IF THE ONLY SPACE FOR YOUR VEGETABLE GARDEN IS ON A ROOFTOP OR BALCONY, A FEW PRACTICAL CHALLENGES WILL NEED TO BE DEALT WITH BEFORE YOU CAN START.

Hot peppers set taste buds tingling and enliven the view from a balcony. They may need staking or shelter if the area is windy.

First of all, there will be no natural soil available and access to the roof or balcony will limit what you can transport, either with help or single-handedly. Whatever you need to get started – plants, soil, containers, decking and propagators – has to fit into the lift or you need to be able to carry it. You may need to enlist help to get your roof or balcony garden going. Everything has to be transported up stairs or in lifts to the top of the building, in the case of roof gardens, or to a number of levels if the site is on a balcony. And on the return journey, any garden waste or debris has to come down in the same way and be disposed of safely.

Nonetheless, there is plenty of scope for growing vegetables in a wide variety of containers, and for adapting the space to house some permanent designed structures such as raised beds or decking. However, on rooftops these may be subject to planning permission and to structural constraints.

A glass screen offers permanent shelter on a windy balcony, yet does not reduce light levels. In addition, it provides a private spot to enjoy in apple blossom time, as well as at other times through the year.

first considerations

Weight Before you begin a rooftop or balcony garden, make sure the structure can take the weight of the containers you are planning. On balconies and rooftops the outer edges are structurally the strongest areas, so it is wise to arrange containers around the edges. If you are able to construct raised beds (see pages 34–5) to run around the boundaries of your roof or balcony space, this will be the safest option and will also provide the plants with the shelter of the adjacent walls.

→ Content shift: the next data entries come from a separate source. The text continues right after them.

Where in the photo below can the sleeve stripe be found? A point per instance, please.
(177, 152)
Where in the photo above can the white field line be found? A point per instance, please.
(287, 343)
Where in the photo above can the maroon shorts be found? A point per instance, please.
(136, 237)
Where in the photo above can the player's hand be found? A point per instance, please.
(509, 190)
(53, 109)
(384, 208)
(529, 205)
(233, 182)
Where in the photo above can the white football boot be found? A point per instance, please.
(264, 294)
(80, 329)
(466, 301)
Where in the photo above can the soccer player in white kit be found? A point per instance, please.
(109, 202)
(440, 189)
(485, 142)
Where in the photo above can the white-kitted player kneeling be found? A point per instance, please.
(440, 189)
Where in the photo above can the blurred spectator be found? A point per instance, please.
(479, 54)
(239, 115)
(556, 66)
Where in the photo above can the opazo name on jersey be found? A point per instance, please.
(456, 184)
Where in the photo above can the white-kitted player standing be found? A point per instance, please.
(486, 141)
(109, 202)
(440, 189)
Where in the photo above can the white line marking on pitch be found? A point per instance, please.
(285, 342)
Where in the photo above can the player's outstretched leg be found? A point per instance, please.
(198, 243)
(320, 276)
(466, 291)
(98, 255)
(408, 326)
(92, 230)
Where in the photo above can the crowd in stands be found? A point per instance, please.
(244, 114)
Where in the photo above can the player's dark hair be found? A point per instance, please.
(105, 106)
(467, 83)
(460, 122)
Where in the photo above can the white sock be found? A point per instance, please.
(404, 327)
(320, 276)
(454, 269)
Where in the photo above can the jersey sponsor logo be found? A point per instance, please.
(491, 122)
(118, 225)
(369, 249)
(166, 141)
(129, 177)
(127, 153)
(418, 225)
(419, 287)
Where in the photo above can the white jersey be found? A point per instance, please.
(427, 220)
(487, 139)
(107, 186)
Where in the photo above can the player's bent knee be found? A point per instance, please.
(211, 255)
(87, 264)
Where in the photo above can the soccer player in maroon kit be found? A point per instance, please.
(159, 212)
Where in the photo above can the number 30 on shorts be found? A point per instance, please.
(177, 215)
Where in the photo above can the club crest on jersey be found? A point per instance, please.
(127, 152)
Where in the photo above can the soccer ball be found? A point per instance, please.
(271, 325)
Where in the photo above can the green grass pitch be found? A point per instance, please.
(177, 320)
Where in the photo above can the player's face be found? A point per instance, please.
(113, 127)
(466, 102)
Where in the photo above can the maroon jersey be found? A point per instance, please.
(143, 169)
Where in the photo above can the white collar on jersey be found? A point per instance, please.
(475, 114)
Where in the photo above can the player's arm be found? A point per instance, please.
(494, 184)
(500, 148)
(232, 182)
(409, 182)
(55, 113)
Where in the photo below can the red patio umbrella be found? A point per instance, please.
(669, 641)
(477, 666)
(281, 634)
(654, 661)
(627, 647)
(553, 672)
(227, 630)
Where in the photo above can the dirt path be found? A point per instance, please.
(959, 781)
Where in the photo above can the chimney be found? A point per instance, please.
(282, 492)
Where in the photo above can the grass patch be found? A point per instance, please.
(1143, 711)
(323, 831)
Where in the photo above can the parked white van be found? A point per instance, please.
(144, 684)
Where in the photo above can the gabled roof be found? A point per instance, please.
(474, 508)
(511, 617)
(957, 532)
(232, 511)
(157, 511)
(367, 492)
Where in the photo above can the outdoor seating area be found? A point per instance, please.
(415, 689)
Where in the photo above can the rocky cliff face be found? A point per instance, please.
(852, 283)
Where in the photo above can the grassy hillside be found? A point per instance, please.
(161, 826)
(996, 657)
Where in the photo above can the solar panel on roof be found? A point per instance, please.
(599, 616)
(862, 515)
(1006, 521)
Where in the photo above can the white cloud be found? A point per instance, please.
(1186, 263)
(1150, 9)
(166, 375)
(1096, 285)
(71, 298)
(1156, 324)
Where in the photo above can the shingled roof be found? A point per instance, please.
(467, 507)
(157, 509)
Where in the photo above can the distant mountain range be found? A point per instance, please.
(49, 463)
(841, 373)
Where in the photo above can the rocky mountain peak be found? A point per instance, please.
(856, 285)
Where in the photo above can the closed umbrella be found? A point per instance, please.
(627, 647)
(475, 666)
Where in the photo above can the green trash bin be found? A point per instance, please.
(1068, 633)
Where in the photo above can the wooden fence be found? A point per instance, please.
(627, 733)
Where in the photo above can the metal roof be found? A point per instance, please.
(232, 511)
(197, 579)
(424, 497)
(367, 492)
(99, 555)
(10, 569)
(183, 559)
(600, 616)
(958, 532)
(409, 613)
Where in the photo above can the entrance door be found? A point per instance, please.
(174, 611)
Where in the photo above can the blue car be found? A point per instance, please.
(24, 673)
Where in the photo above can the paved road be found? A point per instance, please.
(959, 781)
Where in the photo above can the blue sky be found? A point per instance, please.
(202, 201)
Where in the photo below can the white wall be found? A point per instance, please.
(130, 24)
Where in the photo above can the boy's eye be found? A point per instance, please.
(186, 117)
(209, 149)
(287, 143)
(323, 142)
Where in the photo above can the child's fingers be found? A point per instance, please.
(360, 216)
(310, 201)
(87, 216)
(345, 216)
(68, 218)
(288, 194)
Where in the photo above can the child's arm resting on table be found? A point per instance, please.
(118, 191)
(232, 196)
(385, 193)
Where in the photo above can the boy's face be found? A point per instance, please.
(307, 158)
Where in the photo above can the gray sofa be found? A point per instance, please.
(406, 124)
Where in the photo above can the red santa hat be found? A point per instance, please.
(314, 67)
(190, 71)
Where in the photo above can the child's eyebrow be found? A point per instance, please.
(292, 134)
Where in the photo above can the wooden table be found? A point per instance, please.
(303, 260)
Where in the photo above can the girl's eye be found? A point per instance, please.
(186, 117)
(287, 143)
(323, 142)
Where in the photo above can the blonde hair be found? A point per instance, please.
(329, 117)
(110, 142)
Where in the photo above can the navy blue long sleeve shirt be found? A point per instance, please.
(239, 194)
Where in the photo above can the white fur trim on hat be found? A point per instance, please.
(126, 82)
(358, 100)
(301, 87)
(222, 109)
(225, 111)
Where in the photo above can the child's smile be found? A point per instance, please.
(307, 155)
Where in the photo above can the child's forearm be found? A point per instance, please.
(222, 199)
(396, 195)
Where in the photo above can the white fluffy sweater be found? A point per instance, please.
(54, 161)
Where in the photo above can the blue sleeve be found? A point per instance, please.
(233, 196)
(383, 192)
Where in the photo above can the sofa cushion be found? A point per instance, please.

Surface material You will also need to take into consideration the material that covers the surface of the roof or balcony. Many flat roofs are sealed with tar which can become extremely hot in summer and large heavy pots will leave marks in it. A solution is to fit a raised decking over the whole or parts of the roof. This will keep the plants cooler in their pots and will mean that the roof surface is not damaged.

Sun and shade Just as for a ground level garden, you need to track the sun and establish where the shade is and where the hot-spots are.